Se la provocazione fosse arrivata da un regista milanese, i brianzoli avrebbero replicato con la solita filastrocca: “È solo invidia. Il Duomo di Monza non ha niente a che vedere con quello di Milano.” Invece arriva da un toscano, anzi no da un livornese. Come replicare? Avessero l’inguaribile umorismo in stile Vernacoliere, potrebbero prendersi meno sul serio e scrollarsi di dosso i tipici pregiudizi dei provinciali che vogliono passare per quelli senza la puzza sotto il naso.
Ricordo la battuta di un agente immobiliare di Lissone qualche anno fa: “Dopo aver visto al cinema Gomorra, non volevo più vendere case ai napoletani”. Meno male che non aveva visto il meraviglioso “Io speriamo che me la cavo” della Wertmüller, altrimenti chissà quale altra idea si sarebbe fatto di noi meridionali
La Brianza non è abitata solo da disonesti, così come la mia Napoli o la Livorno di Virzì, ma anche da tanta gente semplice e perbene. Ci mancherebbe.
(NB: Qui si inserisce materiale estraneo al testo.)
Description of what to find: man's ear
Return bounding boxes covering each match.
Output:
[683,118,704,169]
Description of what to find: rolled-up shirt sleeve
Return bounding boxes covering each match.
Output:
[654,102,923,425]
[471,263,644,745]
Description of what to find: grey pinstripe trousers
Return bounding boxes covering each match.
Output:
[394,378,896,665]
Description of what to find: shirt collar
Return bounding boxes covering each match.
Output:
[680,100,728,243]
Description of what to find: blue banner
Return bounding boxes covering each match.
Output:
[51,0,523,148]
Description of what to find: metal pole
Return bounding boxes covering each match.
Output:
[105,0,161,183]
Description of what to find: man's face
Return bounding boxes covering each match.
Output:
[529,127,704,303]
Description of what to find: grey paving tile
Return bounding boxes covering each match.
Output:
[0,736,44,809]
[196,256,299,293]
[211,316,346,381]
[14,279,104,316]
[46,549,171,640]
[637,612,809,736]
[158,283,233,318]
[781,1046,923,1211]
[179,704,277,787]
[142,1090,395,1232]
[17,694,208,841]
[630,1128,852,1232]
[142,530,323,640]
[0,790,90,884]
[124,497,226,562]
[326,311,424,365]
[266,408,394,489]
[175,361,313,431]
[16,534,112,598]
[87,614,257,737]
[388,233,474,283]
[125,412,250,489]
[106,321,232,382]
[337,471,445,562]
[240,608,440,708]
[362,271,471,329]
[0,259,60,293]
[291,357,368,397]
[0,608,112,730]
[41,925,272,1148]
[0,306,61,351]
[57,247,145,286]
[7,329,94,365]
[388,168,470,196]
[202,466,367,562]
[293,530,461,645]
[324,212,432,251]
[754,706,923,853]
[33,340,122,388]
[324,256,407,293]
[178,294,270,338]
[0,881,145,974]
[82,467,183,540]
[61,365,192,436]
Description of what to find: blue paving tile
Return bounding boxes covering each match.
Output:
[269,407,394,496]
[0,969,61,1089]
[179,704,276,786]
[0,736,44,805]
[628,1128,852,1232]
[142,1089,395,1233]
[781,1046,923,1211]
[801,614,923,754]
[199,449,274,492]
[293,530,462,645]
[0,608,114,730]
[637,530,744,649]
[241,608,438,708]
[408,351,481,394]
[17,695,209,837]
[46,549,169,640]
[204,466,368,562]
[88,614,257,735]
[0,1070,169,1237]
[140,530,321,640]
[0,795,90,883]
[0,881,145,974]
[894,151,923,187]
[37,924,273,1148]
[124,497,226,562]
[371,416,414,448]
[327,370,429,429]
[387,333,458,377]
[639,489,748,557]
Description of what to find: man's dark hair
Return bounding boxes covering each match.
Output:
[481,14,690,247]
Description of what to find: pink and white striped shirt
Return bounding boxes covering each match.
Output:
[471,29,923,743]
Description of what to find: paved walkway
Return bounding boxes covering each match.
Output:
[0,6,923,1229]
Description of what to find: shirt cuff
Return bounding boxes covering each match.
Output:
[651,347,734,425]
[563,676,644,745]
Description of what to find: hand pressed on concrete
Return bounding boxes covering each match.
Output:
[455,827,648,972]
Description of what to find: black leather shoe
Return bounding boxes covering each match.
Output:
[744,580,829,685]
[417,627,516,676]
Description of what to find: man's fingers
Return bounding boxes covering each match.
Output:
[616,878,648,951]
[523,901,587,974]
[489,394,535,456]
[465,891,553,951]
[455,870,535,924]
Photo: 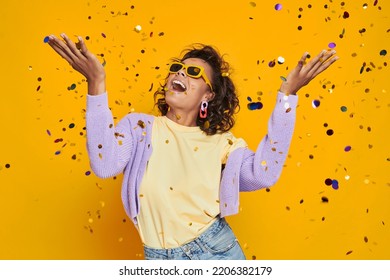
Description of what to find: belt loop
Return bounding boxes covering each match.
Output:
[194,238,208,253]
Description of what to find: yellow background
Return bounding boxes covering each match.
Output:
[0,0,390,259]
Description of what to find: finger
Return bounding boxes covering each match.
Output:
[47,35,72,63]
[61,33,83,58]
[296,52,309,71]
[77,36,93,58]
[307,50,336,76]
[313,56,339,78]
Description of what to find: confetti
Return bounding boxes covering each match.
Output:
[326,129,334,136]
[332,180,339,190]
[311,99,321,108]
[344,146,351,152]
[278,56,285,64]
[275,3,283,11]
[247,102,263,111]
[134,25,142,33]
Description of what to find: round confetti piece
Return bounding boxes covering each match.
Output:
[268,59,276,67]
[332,180,339,190]
[247,102,263,111]
[311,99,321,108]
[134,24,142,33]
[325,178,333,186]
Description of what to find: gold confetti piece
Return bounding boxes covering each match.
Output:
[137,120,145,128]
[134,24,142,33]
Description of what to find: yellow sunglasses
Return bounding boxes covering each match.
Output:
[169,62,213,91]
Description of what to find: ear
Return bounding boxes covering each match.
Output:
[205,91,215,101]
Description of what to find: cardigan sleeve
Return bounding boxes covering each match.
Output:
[239,92,298,191]
[86,93,136,178]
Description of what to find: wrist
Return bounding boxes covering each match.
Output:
[88,78,106,95]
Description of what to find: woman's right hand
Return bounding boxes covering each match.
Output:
[48,33,106,95]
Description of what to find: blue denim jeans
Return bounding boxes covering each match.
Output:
[144,218,245,260]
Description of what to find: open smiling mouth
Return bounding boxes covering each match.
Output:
[172,80,187,92]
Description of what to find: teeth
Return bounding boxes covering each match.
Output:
[172,80,186,90]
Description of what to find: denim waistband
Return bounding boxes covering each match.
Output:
[144,218,228,255]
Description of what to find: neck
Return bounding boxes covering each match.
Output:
[166,108,198,126]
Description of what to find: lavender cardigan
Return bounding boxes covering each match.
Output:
[86,92,298,224]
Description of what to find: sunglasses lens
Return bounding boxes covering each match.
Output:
[187,66,201,78]
[169,63,183,72]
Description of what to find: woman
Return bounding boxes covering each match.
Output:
[48,34,338,260]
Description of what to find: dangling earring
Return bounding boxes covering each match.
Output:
[199,101,209,119]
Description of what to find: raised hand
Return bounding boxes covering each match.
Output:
[48,33,106,95]
[280,50,339,94]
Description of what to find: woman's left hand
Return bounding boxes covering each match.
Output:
[280,50,339,94]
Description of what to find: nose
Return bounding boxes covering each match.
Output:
[176,69,187,77]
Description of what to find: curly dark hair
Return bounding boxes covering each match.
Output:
[154,44,240,135]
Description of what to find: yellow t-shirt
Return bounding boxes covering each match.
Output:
[137,116,246,248]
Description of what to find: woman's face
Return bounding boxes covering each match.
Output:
[165,58,213,112]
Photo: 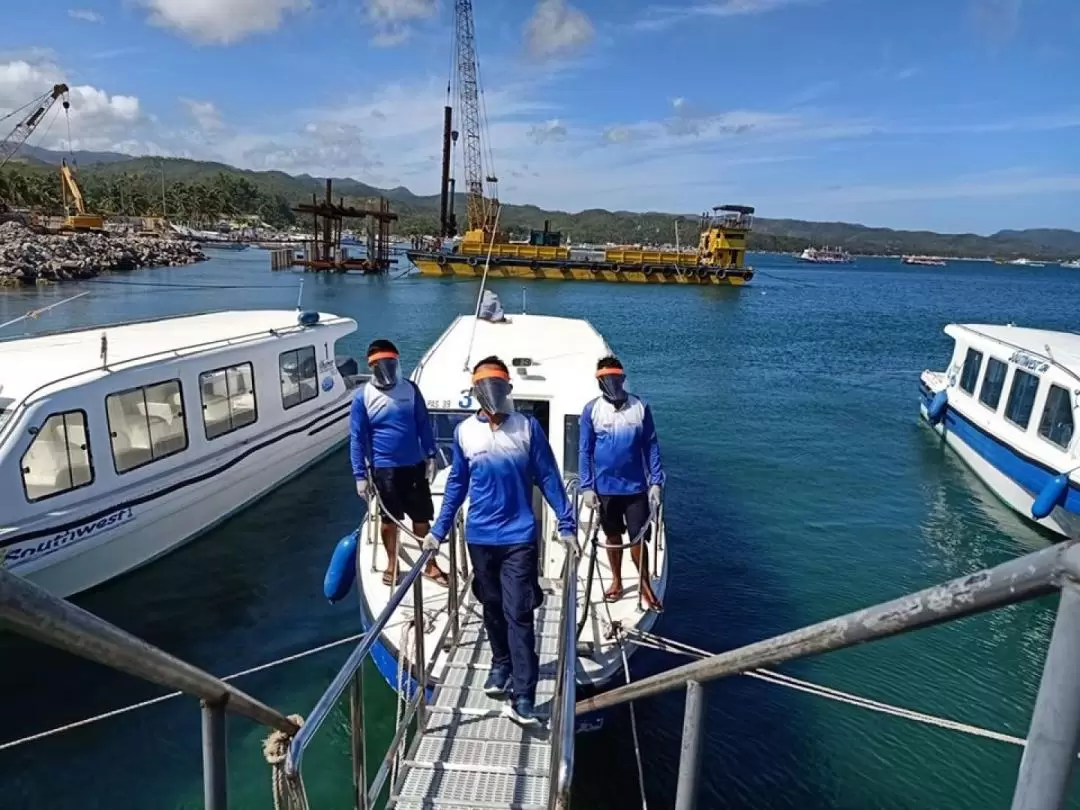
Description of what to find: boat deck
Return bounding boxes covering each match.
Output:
[387,580,562,810]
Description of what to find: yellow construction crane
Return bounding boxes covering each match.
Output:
[60,160,105,231]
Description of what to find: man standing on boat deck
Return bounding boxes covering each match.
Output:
[349,339,448,588]
[578,355,664,611]
[423,356,577,725]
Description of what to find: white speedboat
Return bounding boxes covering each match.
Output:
[920,324,1080,538]
[342,295,667,690]
[0,310,356,596]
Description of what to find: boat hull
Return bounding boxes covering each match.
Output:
[0,395,352,596]
[919,382,1080,538]
[407,257,754,286]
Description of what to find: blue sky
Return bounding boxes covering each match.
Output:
[0,0,1080,232]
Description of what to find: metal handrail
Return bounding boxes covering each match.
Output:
[285,550,435,777]
[575,540,1080,810]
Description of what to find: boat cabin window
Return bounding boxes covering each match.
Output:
[105,380,188,473]
[1039,386,1072,450]
[563,415,581,475]
[199,363,258,438]
[1005,368,1039,430]
[19,410,94,503]
[960,349,983,394]
[978,357,1009,410]
[428,410,472,470]
[278,346,319,410]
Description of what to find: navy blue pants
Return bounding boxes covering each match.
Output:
[469,542,543,701]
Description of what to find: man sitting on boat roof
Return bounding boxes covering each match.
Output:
[349,339,448,586]
[423,356,577,725]
[578,355,664,611]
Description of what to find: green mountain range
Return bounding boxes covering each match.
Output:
[0,148,1080,259]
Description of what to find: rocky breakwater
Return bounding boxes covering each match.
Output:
[0,222,206,286]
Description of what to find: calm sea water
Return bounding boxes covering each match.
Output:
[0,251,1080,810]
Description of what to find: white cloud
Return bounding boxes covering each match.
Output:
[0,59,144,149]
[68,9,105,23]
[525,0,595,59]
[363,0,438,48]
[633,0,825,31]
[135,0,311,45]
[180,98,224,132]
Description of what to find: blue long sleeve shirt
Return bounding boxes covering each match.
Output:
[349,380,435,481]
[432,413,577,545]
[578,394,664,495]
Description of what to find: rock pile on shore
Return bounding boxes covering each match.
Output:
[0,222,206,285]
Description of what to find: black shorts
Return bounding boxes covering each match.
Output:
[375,461,435,523]
[599,492,649,543]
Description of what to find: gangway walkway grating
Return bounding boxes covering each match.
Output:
[388,580,563,810]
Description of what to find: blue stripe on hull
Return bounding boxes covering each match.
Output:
[919,382,1080,519]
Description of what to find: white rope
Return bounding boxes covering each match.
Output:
[0,633,364,752]
[626,631,1027,746]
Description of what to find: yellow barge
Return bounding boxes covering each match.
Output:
[406,205,754,286]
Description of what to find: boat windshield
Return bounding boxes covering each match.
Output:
[429,410,473,470]
[0,396,15,428]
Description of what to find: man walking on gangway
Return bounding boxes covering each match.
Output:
[349,339,448,588]
[423,356,577,725]
[578,355,664,611]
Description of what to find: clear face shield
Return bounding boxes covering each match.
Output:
[367,352,399,390]
[596,368,626,405]
[473,368,514,416]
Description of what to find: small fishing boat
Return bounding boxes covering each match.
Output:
[0,310,356,596]
[327,294,667,704]
[919,324,1080,538]
[798,246,854,265]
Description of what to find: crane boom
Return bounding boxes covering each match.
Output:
[454,0,499,233]
[0,83,70,168]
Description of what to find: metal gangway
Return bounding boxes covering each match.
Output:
[0,520,1080,810]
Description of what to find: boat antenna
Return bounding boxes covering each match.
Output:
[464,205,502,372]
[0,289,90,329]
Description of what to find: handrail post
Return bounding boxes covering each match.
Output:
[349,664,368,810]
[412,577,428,724]
[1012,579,1080,810]
[200,700,229,810]
[675,680,705,810]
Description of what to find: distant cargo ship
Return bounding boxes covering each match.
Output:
[799,245,853,265]
[904,256,946,267]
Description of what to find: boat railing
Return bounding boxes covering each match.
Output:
[576,540,1080,810]
[0,569,299,810]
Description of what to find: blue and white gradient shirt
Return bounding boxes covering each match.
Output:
[578,394,664,495]
[431,413,577,545]
[349,380,435,481]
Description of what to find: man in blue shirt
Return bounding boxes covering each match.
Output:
[578,355,664,611]
[424,356,577,725]
[349,340,447,586]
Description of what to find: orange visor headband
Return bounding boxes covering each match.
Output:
[473,368,510,383]
[367,352,397,365]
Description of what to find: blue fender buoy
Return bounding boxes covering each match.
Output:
[323,531,357,605]
[927,391,948,424]
[1031,473,1069,521]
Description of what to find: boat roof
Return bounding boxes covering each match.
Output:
[413,314,611,411]
[945,323,1080,375]
[0,310,355,402]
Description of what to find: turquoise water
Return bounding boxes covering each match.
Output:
[0,251,1080,810]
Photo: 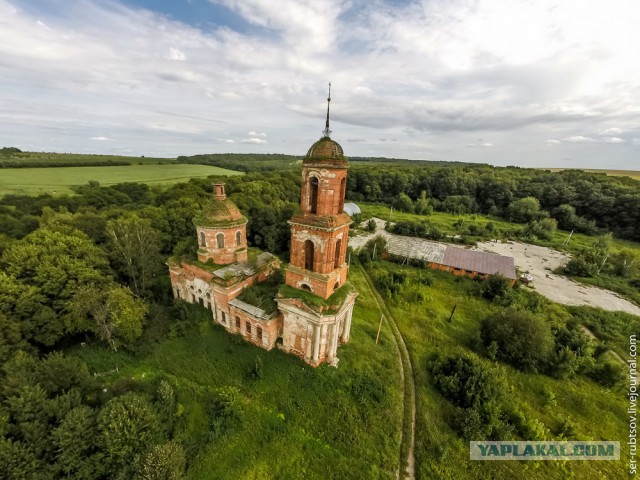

Tuttavia, ricordiamo a chi lo avesse dimenticato che il cinema non è un passatempo qualsiasi, ma un osservatorio privilegiato di ciò che accade intorno a noi. Il polverone e le polemiche dei giorni passati mi risultano inutili e sterili così come, negli anni del potere andreottiano, si diceva che le pellicole del Neorealismo erano state nocive per l’Italia, perché “i panni sporchi si lavano in famiglia”.
Nel 1997, al Festival del cinema di Venezia, feci sorridere Paolo Virzì. Alla mia bizzarra richiesta di mangiare assieme un piatto di cacciucco a Livorno, mi rispose: “Quando farò un film con tanti spunti di riflessione”. E’ arrivato il momento.